It was summer in the late ’80s, and I was packed and ready for the big day: the birth of my first born. One important component in the get-to-the-hospital-asap overnight bag? A looong, handwritten list of potential baby names. I was all about “uniqueness” and representing at least one side of our child’s heritage: half Irish and . . . the other half, Dominican/English/German/???
We could figure it out at the hospital, right? Great plan. Our son was born, and for two whole days, the poor kid was “Baby Boy Cleary.” Catchy. He was destined to be an Irish rapper or an old-timey bank robber.
Titling a book is tough too. Except you have way more people making the decision. There’s an entire titling team. They’re all crammed into a conference room weighing the preferences of persnickety authors (you want to name my baby what?!) and sales and marketing and potential readers and the maintenance guy.

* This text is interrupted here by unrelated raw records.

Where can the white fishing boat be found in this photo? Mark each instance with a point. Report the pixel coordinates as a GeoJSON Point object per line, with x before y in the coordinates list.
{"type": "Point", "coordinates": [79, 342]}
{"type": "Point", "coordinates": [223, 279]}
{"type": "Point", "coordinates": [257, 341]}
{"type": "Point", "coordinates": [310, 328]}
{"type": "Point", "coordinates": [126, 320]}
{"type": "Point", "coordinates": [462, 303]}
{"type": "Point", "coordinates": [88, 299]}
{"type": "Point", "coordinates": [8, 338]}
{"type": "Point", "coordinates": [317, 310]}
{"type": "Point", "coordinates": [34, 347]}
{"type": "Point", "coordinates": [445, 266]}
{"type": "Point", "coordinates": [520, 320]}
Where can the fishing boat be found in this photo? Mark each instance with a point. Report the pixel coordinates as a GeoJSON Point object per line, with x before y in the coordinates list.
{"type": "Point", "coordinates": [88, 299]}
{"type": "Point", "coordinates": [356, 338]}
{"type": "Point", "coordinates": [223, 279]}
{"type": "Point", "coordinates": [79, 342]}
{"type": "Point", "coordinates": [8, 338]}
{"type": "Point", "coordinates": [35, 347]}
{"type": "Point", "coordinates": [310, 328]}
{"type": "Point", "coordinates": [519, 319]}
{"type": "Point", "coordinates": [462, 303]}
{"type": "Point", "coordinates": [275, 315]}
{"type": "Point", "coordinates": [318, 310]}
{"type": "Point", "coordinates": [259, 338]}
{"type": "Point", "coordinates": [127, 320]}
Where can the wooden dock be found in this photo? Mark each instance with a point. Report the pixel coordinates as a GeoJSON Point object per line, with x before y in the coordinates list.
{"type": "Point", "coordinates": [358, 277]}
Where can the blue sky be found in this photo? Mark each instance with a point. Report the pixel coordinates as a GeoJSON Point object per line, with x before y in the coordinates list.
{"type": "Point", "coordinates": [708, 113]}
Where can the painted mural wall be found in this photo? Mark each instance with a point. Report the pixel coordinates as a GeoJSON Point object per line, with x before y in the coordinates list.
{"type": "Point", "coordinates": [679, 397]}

And they’re really hoping Chiptole calls soon to say lunch has arrived.
OK, its far more thoughtful and strategic (and even divinely guided) than that.
All that to say . . . Baby Book 2 in the Tree Street Kids series now has an OFFICIAL TITLE!
In celebration, I visited with Mena [menna]. She’s a beautiful 10-week-old coyote pup, rescued after her parents were killed. Mena, and another pup (Met), are being cared for by the amazing team at the Wildlife Discovery Center. Also, thank you to my daughter whose studies of the suburban coyote population helped inform and inspire this story!
YOOOWWWLLL! (That’s coyote for HURRAY!)
The Hunt for Fang
Synopsis: Jack and his friends learn cool survival skills at the church’s summer camp. They’ll need them! Determined to find Ruthie’s lost cat and protect Jack’s new puppy from Fang, the local wildlife, the kids head deep into the woods. Just when they think they’ve cornered the “enemy,” the kids realize someone has gone missing.
Theme: STEWARDSHIP of God’s creatures and CARE for others
So back to the true story about baby names . . . my son’s? Well, when pressured by the nurse and some legal document that needed filling out, we finally agreed on Keenan (yay!). For our second baby, we were far more prepared with name choices. That is, until Keenan, then 3, came to the hospital to visit his new baby sister.
“What do you think we should name her?” the nurse asked him, winking at me.
My son screwed up his face into something between a sneer and a bowel movement and replied: “I think, the Terminator.”
THANKS FOR FOLLOWING THIS BOOK JOURNEY!